Heather Morris Recalls How Late Glee Co-Star Naya Rivera Confronted Her About Eating Disorder

Glee alum Heather Morris recalled the moment Naya Rivera approached her backstage when she noticed Morris avoiding food.

By Angie Orellana Hernandez Dec 02, 2022 10:41 PMTags
Watch: Heather Morris' Message to "Glee" Fans After Naya Rivera's Passing

Heather Morris is recalling a private backstage moment she shared with late co-star Naya Rivera.

The Glee alum said Rivera—who died from an accidental drowning in 2020 at age 33—reached out to her when she noticed Morris avoiding food while they were on the Glee Live! In Concert! tour in 2010. Morris said that, at the time, she was "in a really bad place."

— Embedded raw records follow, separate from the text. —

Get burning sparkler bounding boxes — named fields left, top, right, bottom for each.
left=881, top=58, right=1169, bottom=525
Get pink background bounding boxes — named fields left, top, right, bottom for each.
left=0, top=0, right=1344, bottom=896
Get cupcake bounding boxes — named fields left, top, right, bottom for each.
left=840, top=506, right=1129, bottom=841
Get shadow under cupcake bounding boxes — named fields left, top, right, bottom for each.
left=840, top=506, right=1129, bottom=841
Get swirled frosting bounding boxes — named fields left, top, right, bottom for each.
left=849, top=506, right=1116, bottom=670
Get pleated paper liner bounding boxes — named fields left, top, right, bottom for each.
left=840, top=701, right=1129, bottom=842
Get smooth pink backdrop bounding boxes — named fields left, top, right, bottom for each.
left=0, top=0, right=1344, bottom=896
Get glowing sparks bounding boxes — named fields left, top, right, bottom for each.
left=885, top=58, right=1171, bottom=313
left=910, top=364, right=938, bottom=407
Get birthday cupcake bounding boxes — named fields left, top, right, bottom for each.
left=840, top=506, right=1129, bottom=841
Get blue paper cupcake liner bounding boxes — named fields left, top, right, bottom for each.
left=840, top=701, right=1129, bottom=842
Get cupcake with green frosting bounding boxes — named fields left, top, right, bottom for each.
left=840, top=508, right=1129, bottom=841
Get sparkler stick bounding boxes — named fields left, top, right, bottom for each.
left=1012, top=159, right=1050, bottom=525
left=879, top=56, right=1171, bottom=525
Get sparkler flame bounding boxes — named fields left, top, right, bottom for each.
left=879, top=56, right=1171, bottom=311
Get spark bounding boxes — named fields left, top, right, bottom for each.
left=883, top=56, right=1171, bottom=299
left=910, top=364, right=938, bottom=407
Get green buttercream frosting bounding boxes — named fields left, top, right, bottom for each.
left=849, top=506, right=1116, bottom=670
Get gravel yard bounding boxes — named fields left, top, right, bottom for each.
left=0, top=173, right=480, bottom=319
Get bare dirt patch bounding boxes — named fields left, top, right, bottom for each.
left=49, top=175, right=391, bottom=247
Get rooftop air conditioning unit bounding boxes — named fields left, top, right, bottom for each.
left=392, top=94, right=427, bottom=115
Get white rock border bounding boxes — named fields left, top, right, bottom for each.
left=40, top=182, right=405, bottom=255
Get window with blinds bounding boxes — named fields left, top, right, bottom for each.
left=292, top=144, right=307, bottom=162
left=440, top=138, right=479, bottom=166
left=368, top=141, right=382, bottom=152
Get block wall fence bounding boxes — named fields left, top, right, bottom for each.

"When we started the tour, I had developed an eating disorder," Morris told former co-stars Kevin McHale and Jenna Ushkowitz on the And That's What You REALLY Missed podcast Nov. 30. "I stopped getting my period. I was so in my head about food and what it was doing for me and, obviously, this is just a manifestation of what my body was really going through in my mind. But I just was unhealthy. I looked at all food as bad."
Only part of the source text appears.